Interestingly, Canadians from both groups are also quite consistent in their views regarding LGBTQ2S+ acceptance in Canada. Identical proportions from each group feel that individuals are fully accepted and celebrated in Canada, with every other category receiving a 3-point difference or less. While views may be consistent between groups, it is evident that the outlook is not a positive one. In fact, 4 in 10 Canadians believe that LGBTQ2S+ individuals face challenges to their acceptance in Canada.

While remaining optimistic is rarely a negative thing, being overly optimistic in the face of disparity can present a major barrier to progress.
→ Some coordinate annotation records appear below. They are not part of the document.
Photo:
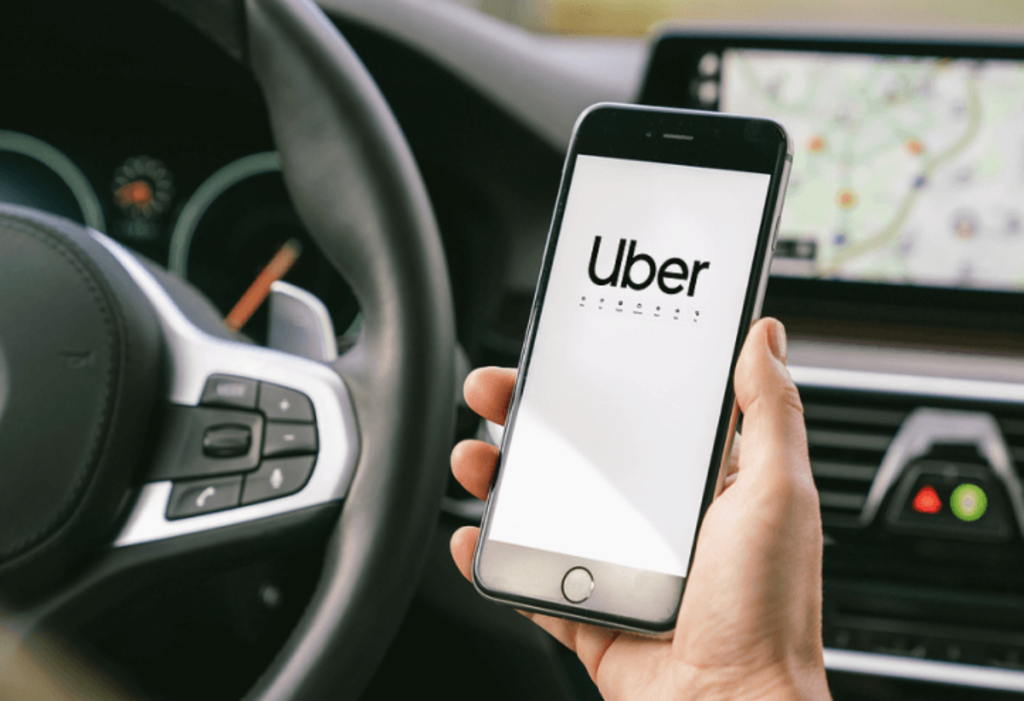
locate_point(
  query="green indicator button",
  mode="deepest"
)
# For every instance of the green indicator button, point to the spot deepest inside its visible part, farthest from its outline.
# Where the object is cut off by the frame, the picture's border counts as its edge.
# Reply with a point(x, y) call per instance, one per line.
point(969, 502)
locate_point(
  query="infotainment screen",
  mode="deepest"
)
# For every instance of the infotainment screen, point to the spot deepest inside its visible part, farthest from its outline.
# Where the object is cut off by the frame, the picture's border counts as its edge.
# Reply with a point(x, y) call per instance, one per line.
point(907, 170)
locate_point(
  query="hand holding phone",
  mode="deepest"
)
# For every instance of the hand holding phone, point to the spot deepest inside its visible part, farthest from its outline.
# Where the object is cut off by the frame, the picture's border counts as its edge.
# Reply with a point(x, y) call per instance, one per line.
point(655, 264)
point(751, 621)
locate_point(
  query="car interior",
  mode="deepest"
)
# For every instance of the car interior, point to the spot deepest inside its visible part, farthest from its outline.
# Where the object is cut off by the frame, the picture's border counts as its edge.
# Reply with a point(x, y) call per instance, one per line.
point(252, 248)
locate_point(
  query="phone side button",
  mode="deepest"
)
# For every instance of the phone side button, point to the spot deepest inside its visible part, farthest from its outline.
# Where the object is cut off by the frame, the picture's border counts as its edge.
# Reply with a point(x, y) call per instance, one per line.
point(578, 584)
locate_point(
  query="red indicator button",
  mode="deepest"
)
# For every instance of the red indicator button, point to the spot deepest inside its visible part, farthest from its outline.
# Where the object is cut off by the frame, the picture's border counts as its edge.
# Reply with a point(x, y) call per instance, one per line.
point(927, 501)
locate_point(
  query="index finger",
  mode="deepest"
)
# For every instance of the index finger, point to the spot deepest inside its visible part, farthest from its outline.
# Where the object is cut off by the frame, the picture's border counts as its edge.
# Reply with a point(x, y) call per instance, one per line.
point(488, 391)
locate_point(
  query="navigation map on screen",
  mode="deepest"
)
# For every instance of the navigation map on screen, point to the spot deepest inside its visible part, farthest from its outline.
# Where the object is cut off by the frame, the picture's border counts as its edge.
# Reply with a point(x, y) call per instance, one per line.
point(906, 170)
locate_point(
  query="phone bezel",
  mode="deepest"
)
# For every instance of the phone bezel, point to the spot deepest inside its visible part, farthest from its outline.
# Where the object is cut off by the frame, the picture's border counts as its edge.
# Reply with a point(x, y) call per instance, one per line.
point(633, 132)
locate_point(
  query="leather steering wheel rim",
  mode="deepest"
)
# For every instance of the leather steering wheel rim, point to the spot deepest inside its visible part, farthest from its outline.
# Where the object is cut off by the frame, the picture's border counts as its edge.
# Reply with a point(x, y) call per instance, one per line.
point(355, 185)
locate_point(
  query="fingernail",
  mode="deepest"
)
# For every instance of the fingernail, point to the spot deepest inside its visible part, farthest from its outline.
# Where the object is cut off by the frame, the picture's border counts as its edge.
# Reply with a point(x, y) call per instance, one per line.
point(779, 347)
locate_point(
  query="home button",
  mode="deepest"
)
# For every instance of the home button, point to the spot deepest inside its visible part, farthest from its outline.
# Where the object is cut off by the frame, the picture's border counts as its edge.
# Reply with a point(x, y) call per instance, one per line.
point(578, 585)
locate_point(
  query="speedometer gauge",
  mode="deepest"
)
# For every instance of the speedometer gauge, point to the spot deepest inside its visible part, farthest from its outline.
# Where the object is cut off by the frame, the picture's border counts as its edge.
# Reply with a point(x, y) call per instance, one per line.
point(238, 231)
point(142, 189)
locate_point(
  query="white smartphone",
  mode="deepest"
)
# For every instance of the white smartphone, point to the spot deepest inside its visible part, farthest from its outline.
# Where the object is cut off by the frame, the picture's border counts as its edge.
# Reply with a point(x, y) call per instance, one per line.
point(623, 412)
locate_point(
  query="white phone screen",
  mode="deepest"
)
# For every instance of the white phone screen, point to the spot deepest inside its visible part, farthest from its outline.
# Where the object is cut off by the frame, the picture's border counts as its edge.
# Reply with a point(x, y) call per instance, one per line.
point(615, 427)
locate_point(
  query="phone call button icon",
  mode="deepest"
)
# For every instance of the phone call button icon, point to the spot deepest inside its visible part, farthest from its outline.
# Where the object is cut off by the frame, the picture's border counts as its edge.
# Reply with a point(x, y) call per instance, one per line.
point(204, 496)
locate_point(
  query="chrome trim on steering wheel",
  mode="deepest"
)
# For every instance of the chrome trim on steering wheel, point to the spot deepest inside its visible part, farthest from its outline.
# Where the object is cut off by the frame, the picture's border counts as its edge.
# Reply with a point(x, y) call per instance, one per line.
point(193, 356)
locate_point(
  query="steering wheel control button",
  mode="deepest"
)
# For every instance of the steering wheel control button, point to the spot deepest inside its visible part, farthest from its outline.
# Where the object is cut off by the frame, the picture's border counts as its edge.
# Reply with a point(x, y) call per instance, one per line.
point(224, 390)
point(278, 478)
point(289, 439)
point(226, 441)
point(578, 584)
point(201, 441)
point(280, 403)
point(204, 496)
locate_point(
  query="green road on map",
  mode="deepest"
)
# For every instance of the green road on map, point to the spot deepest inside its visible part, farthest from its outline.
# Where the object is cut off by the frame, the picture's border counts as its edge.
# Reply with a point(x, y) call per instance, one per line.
point(890, 231)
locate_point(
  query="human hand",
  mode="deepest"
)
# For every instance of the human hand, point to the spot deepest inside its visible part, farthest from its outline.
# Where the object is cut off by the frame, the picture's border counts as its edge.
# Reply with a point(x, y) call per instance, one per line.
point(750, 626)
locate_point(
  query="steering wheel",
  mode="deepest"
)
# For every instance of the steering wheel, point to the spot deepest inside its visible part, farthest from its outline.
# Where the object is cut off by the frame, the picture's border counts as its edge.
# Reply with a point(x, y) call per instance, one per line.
point(99, 489)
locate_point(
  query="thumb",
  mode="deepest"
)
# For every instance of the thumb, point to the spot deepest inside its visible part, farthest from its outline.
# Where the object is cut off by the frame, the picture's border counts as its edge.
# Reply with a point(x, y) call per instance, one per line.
point(774, 437)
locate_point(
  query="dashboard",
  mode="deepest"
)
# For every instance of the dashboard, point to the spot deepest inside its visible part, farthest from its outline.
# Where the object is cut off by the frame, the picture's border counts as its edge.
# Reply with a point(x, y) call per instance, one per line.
point(902, 223)
point(899, 270)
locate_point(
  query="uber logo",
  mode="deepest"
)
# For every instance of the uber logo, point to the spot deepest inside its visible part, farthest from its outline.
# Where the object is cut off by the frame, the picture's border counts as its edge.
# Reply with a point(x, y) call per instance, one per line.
point(641, 270)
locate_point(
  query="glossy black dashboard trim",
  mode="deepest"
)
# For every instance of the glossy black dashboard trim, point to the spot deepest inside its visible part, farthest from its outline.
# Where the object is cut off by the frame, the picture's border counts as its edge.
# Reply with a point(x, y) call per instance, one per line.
point(673, 64)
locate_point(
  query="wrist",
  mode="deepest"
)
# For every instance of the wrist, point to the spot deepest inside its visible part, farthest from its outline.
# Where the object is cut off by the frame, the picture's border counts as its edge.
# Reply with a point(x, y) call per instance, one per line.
point(780, 682)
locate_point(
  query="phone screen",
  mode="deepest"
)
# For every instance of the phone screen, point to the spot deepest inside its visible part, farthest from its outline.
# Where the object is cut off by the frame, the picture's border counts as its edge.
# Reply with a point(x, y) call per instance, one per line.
point(612, 439)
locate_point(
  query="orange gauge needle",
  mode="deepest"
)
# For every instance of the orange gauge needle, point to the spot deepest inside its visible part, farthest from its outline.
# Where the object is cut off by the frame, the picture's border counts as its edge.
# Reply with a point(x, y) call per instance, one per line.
point(257, 292)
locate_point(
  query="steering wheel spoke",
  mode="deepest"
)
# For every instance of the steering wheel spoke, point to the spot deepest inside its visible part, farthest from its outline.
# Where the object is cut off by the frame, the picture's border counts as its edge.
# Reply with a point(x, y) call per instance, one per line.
point(381, 415)
point(289, 399)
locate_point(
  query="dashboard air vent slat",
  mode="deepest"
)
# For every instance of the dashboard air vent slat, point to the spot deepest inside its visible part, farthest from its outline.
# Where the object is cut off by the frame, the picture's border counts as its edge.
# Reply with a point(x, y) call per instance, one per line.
point(847, 436)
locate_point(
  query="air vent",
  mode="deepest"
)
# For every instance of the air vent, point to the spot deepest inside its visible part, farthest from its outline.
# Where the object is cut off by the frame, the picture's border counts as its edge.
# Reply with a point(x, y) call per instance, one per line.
point(848, 436)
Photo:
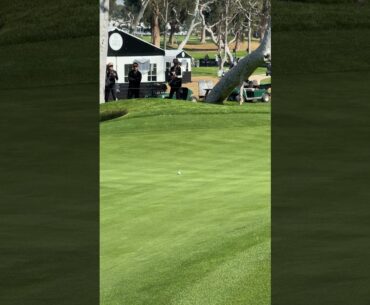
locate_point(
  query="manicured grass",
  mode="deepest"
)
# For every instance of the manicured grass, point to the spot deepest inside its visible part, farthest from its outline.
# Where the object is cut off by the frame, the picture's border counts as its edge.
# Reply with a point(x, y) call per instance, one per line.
point(202, 237)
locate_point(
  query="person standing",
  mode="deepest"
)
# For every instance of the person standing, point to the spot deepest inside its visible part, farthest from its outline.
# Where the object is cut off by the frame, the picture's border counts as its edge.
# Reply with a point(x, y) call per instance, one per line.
point(110, 82)
point(175, 79)
point(134, 81)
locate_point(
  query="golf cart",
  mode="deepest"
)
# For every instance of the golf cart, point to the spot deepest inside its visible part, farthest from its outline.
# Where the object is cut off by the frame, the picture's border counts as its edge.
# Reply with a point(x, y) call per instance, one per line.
point(252, 92)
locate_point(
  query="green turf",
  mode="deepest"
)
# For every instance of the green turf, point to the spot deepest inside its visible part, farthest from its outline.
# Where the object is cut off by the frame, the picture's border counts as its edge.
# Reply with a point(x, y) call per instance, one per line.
point(202, 237)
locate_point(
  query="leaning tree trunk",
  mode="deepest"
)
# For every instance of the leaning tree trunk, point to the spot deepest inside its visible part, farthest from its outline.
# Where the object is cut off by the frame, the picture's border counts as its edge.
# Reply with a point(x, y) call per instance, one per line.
point(104, 20)
point(265, 18)
point(241, 72)
point(192, 26)
point(249, 35)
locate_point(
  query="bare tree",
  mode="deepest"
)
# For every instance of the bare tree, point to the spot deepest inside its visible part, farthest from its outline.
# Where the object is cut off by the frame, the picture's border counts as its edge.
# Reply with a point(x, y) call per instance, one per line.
point(241, 72)
point(195, 21)
point(139, 15)
point(104, 20)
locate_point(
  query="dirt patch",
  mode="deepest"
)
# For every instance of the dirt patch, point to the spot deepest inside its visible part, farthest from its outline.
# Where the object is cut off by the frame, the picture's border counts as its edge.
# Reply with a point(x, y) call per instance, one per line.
point(112, 114)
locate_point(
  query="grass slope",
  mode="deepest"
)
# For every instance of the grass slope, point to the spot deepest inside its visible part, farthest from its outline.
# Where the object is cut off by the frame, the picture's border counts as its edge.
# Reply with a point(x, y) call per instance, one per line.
point(202, 237)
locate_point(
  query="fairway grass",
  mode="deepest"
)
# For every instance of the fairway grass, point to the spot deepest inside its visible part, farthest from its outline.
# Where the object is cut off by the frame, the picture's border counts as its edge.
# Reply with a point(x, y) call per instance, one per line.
point(199, 238)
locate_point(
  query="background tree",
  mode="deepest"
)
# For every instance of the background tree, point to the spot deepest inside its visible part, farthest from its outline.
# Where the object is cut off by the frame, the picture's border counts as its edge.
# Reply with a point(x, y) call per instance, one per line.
point(104, 20)
point(242, 71)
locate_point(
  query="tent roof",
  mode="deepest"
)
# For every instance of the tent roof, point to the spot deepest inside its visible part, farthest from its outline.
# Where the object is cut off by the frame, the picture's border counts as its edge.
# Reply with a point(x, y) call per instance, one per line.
point(133, 46)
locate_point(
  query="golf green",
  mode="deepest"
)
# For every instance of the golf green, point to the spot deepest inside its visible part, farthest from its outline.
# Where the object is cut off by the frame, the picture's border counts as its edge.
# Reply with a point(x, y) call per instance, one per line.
point(185, 204)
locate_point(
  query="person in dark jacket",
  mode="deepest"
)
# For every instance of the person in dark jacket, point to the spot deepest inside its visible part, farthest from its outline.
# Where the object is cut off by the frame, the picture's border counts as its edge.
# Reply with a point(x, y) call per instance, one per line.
point(134, 81)
point(175, 79)
point(110, 82)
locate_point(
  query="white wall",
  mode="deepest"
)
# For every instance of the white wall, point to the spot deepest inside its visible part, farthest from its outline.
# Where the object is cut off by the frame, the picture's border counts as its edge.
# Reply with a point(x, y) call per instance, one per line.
point(120, 62)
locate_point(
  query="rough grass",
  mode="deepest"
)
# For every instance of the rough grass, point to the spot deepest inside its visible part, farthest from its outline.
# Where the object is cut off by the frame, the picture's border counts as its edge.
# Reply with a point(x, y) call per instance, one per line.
point(40, 22)
point(202, 237)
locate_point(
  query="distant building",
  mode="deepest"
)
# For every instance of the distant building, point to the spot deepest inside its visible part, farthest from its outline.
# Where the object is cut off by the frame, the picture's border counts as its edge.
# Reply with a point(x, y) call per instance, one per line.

While it may be commonly believed that LGBTQ2S+ individuals are respected and accepted in Canada, in reality, they are nearly twice as likely to rate their overall happiness at or below a three out of ten.  

Furthermore, LGBTQ2S+ individuals are significantly more likely to feel that they have not achieved as much in life as they thought they would by now. Given the gap in those who agree, it is evident that the LGBTQ2S+ community is likely not being presented with the same opportunities, support systems, and resources as every other Canadian.

And to make matters worse, our survey finds that LGBTQ2S+ Canadians are over 4x more likely to have faced discrimination as a direct result of their gender, sexual identity, sexual attraction, or sexual orientation. So, while it may be nice to believe that our LGBTQ2S+ community is respected, accepted, and celebrated in Canada, understanding that there is still major room for improvement is a fundamental component to establishing the positive changes we still need to make.


Pride is as much about celebrating the LGBTQ2S+ community’s historic past as it is about paving the way for future generations to be afforded the same rights and freedoms as every other citizen, regardless of nationality. While Canada has made tremendous strides on paper, at the end of the day, there needs to be greater recognition amongst the general public that we need to continue to work towards equality and that everyone needs to do their part to respect and honour the LGBTQ2S+ community’s rights and freedoms in our nation. And, as our neighbours to the south continue to advance bills attacking LGBTQ2S+ rights and freedoms, it is more important than ever to stand with the LGBTQ2S+ community not only during times of celebration but also when your support and acceptance are needed most.


The survey was conducted with 1,750 Canadian adults from May 25 to 29, 2023. A random sample of panelists were invited to complete the survey from a set of partner panels based on the Lucid exchange platform. These partners are typically double opt-in survey panels, blended to manage out potential skews in the data from a single source.

The margin of error for a comparable probability-based random sample of the same size is +/- 2.343%, 19 times out of 20. The data were weighted according to census data to ensure that the sample matched Canada’s population according to age, gender, educational attainment, and region.

Totals may not add up to 100 due to rounding.